Since 2010, 60 percent of new cooperative worker-owners are people of color and more than two thirds of total worker-owners are women.

These are some of the findings from Cooperative Growth Ecosystem: Inclusive Economic Development in Action, Melissa Hoover of the Democracy at Work Institute, the nonprofit arm of the U.S. Federation of Worker Cooperatives, and Hilary Abell of Project Equity, a San Francisco Bay Area-based worker co-op developer consultancy. 

Additionally, their report finds that nearly a third of U.S. worker co-ops operating today have been formed since 2010.  

This represents a remarkable change. Democracy at Work Institute data found that for the 100-plus worker co-ops founded nationally between the mid-90s through 2010, fewer than 3 in 10 members were people of color. 

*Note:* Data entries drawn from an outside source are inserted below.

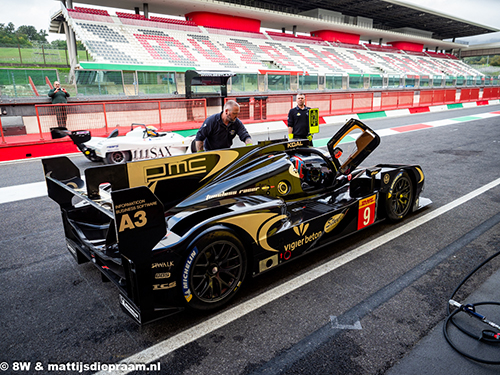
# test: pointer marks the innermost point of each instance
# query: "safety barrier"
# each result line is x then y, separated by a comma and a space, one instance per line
102, 118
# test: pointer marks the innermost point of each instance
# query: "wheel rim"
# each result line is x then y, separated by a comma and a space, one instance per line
216, 271
401, 196
118, 157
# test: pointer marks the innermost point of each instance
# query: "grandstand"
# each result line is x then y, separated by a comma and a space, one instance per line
132, 39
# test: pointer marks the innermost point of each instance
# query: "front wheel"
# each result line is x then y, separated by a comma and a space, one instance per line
118, 157
213, 270
400, 197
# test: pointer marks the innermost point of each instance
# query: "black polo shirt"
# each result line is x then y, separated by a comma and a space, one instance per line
298, 120
217, 135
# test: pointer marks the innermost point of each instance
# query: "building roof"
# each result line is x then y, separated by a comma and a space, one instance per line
386, 14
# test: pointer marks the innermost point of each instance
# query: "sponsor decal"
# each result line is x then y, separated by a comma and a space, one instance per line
164, 286
267, 263
137, 219
283, 187
177, 168
131, 309
294, 144
333, 222
366, 213
231, 193
162, 265
185, 275
163, 275
387, 178
301, 231
151, 153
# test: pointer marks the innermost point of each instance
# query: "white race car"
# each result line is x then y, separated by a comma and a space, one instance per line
142, 142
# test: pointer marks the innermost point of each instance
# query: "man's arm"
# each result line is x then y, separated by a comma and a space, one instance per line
290, 124
199, 146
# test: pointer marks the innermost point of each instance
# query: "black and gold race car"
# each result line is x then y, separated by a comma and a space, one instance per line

Overall worker co-op numbers, to be sure, remain modest. At present, Hoover and Abell estimate that there are 7,000 worker co-op member-owners. Yet it is clear that cooperatives, once largely overlooked in the community development field, are now an important part of the community wealth building discussion. As Sanjay Pinto argued in a recent Surdna Foundation report, Ours to Share: How Worker-Ownership Can Change the American Economy, “We see this moment in history as an ideal time to push for greater investment in the formation and expansion of worker-owned businesses as one method for closing the income and wealth gaps and increasing economic activity.”